Electrospinning Alternative Offers Controlled Fabrication of Nanofibers

Dissatisfied with the high-voltage electrical fields and low production rate associated with electrospinning processes, researchers at Harvard University (Cambridge, MA) have developed a low-voltage rotary jet-spinning technology that allows for the high-output fabrication of tiny, aligned, 3-D nanofibers. Using only a drum and a nozzle, the technique enables the production of biocompatible nanotextiles for a variety of applications, including tissue scaffolds and artificial organs.

Describing their process as a "cross between a high-speed centrifuge and a cotton candy machine," the researchers employ high-speed, rotating polymer-solution jets to extrude the nanofibers. The desired synthetic or natural material is fed into the machine and then stretched out into long fibers as a result of the high-speed spinning motion. Then, the fibers are extruded through the nozzle by hydrostatic and centrifugal pressures. Polymer-based threads that are 100 nm in diameter can be produced.

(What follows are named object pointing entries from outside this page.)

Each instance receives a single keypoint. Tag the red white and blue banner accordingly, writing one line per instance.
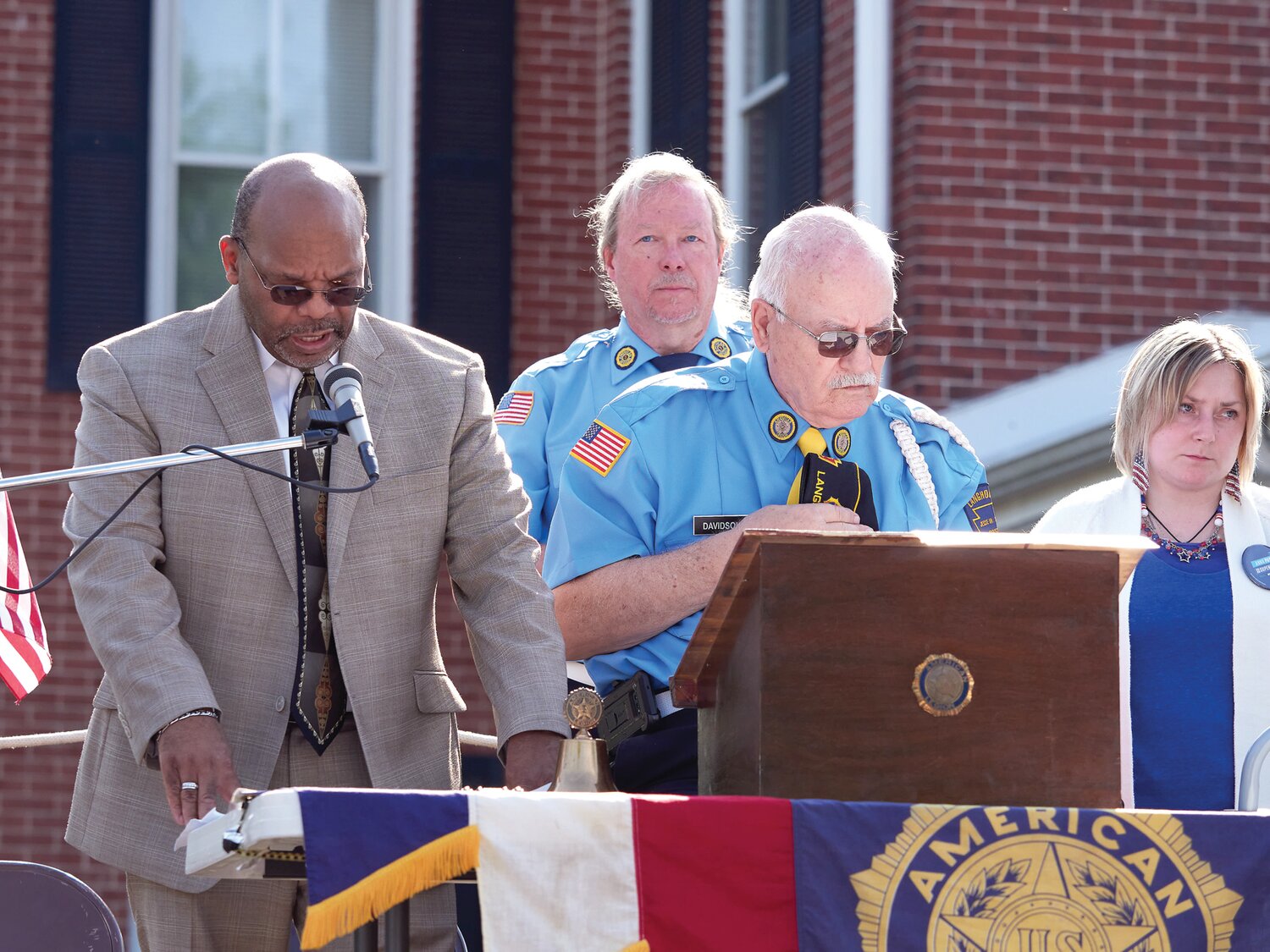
(619, 873)
(25, 659)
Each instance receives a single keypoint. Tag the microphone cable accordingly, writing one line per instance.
(155, 475)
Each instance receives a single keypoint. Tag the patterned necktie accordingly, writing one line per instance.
(673, 362)
(810, 442)
(319, 702)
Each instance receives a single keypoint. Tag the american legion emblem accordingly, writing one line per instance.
(1043, 880)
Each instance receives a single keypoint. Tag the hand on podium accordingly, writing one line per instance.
(196, 766)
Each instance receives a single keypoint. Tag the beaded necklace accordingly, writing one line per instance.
(1180, 548)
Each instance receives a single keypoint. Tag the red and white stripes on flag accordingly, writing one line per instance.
(23, 647)
(599, 447)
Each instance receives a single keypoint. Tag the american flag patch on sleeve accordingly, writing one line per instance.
(513, 409)
(599, 447)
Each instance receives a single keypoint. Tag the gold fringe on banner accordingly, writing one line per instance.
(429, 865)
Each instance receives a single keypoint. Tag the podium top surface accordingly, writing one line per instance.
(733, 588)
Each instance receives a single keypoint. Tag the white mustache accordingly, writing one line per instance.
(853, 380)
(676, 281)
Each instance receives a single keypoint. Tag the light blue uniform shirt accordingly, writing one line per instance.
(721, 441)
(564, 393)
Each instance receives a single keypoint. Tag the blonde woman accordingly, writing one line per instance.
(1195, 616)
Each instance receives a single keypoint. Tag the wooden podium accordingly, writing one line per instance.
(810, 658)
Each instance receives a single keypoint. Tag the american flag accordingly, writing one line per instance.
(599, 447)
(23, 650)
(515, 408)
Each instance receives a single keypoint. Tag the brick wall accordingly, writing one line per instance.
(569, 141)
(37, 434)
(1069, 177)
(837, 102)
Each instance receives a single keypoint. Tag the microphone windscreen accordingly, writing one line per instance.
(838, 482)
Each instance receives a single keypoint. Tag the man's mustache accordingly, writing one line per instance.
(853, 380)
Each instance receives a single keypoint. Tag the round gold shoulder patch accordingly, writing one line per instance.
(782, 426)
(841, 442)
(942, 685)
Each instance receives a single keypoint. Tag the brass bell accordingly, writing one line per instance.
(582, 766)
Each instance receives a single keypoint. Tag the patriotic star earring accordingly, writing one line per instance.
(1140, 472)
(1232, 482)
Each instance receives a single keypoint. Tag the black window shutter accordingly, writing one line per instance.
(464, 226)
(803, 106)
(681, 79)
(101, 127)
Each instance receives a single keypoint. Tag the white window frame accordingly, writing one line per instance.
(391, 254)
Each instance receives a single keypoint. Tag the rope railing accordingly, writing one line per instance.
(469, 739)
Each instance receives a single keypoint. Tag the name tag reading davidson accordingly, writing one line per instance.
(714, 525)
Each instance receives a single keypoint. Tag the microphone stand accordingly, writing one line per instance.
(309, 439)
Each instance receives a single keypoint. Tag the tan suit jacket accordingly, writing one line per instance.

The process offers more control than electrospinning, according to the scientists. "Fiber morphology, diameter, and web porosity can be controlled by varying nozzle geometry, rotation speed, and polymer solution properties," the researchers state in an abstract for the journal Nano Letters.

Furthermore, fibers can be fabricated in an array of shapes and textures, and provide flexibility for 3-D structures. The scientists speculate that their equipment could enable the eventual production of miniature scaffolds in vivo.